Lebih lanjut, dia mengatakan bahwa pengelolaan TPST Bantargebang dan TPA Sumur Batu yang tidak sesuai aturan telah menyebabkan kehancuran lingkungan dan mengarah pada bencana ekologi di Bantargebang.
Melihat kondisi yang memprihatinkan itu, dia mempertanyakan peran tim monev selama ini. Padahal, berdasarkan Surat Keputusan yang ditandatangani Wali Kota Bekasi Tri Adhianto, tim monev bertugas melakukan monitoring pelaksanaan pengelolaan TPST Bantargebang dan TPA Sumur Batu setiap tiga bulan sekali.
“Selain itu, tim melakukan evaluasi dampak pengelolaan kedua tempat tersebut setiap enam bulan sekali,” katanya.
Tim monev juga bertugas memberikan masukan sebagai dasar penyusunan program dan kegiatan penanganan dampak negatif, baik dari aspek lingkungan, kemacetan, sosial, ekonomi, maupun dampak lainnya berdasarkan kajian dan data empiris.

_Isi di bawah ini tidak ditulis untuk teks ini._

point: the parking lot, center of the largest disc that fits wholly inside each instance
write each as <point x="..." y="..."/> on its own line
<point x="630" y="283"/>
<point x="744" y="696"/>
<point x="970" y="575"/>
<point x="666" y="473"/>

“Kalau memang mereka bekerja, coba tunjukkan kepada masyarakat, mana laporan hasil kerja mereka?” tegasnya.
Dia menilai, jika dalam evaluasi ternyata tim monev tidak menjalankan tugasnya, hal itu sama saja dengan menghamburkan uang rakyat karena mereka menerima honorarium dari anggaran daerah.
“Kalau tidak ada hasil kerjanya, sama saja dengan makan gaji buta. Jangan mengorbankan masyarakat Bantargebang hanya untuk kepentingan segelintir pihak yang tidak bertanggung jawab,” tutup Wandi. (supri)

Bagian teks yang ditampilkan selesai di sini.